A former senior official in Haiti’s state-owned telecommunications company could learn his fate on money laundering charges in Miami federal court stemming from allegations that he accepted hundreds of thousands of dollars in bribes from local businesses.
Justice Department prosecutors and defense attorneys will deliver closing arguments Monday in the trial of Haiti Teleco’s director of international relations, Jean Rene Duperval, who made an annual salary of $25,000 during the 2001-04 administration of former president, Jean-Bertrand Aristide. Duperval, who owns a home in Miramar, is accused of pocketing $500,000 in alleged bribes from two Miami businesses that in turn received discounted long-distance phone rates and renewed contracts.
“It will be a picture of greed, corruption and deception,” prosecutor James Koukios told a 12-member jury during Duperval’s money-laundering trial last week. “It will be a picture of crime.”
Duperval is the first Haitian official to face trial in a foreign corruption case brought by the Justice Department — the result of a criminal investigation into bribery allegations against him and other officials, including Haiti’s former president, Jean-Bertrand Aristide. The former president has not been charged.
If convicted, Duperval faces up to 20 years in prison.
During trial, Koukios unveiled evidence of Duperval’s business favors for Terra Telecommunications and Cinergy Telecommunications in exchange for kickbacks, including how the defendant set up a “shell” company and bank accounts.

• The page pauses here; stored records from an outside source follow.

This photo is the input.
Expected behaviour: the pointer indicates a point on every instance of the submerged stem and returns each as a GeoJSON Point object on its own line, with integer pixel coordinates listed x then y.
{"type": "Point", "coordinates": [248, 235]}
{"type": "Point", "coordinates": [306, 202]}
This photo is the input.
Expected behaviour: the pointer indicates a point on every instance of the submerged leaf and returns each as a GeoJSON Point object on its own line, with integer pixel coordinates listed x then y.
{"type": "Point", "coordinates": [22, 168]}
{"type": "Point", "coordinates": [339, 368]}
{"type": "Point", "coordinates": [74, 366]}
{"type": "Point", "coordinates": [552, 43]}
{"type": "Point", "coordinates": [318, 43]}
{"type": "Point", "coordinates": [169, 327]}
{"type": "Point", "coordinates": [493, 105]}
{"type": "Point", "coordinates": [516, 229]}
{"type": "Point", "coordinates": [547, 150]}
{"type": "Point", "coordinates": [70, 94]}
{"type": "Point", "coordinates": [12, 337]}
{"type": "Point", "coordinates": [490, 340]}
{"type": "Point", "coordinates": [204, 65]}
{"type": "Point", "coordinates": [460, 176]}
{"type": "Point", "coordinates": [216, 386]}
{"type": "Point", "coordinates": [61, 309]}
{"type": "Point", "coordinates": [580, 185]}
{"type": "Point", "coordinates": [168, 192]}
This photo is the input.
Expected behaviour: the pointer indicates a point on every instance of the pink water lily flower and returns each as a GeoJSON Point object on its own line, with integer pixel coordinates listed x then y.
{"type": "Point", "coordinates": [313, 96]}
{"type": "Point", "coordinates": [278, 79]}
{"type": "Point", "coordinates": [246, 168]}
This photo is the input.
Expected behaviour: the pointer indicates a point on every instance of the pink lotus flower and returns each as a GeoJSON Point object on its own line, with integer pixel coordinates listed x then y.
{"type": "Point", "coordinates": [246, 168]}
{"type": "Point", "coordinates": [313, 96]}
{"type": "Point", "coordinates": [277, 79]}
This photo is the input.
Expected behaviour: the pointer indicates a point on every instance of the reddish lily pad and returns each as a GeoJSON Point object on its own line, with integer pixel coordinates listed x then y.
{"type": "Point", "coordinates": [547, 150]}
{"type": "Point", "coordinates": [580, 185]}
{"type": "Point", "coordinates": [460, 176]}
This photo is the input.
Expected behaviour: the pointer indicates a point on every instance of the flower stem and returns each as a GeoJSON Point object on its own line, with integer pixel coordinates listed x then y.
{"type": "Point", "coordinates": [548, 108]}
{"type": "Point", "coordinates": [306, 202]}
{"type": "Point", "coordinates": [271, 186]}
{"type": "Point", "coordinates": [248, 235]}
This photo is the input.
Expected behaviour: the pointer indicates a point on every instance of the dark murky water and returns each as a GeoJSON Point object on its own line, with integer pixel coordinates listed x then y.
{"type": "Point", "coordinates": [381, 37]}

“All the money can be traced back to Terra and Cinergy,” Koukios said.
But the attorney for Duperval, who was born and raised in Haiti and received an engineering degree in New York, painted a starkly different portrait of his client. John Bergendahl said if anything, Duperval helped turn around Haiti Teleco by renegotiating better terms for the state-owned telecom company between June 2003 and April 2004.
Last week, Bergendahl said that the jury must not find his client guilty because he did not receive bribery payments from Terra and Cinergy and therefore did not commit money laundering. He added that prosecutors have wrongly alleged that Duperval “misused his authority to give [Terra and Cinergy] a benefit.”
The defense attorney argued that the Haitian official who did fit that profile was Robert Antoine, who had served as Haiti Teleco’s director of international relations before Duperval in the Aristide administration.
In 2010, Antoine pleaded guilty to conspiring to commit money laundering, admitting he took more than $1 million in bribes from Terra and Cinergy in exchange for lower phone rates, discounted costs and contract renewals.
Prosecutors called Antoine, who was sentenced to four years in prison, as a witness in Duperval’s trial. He testified that as a consultant, he facilitated the exchange of bribes between the two Miami companies and Duperval.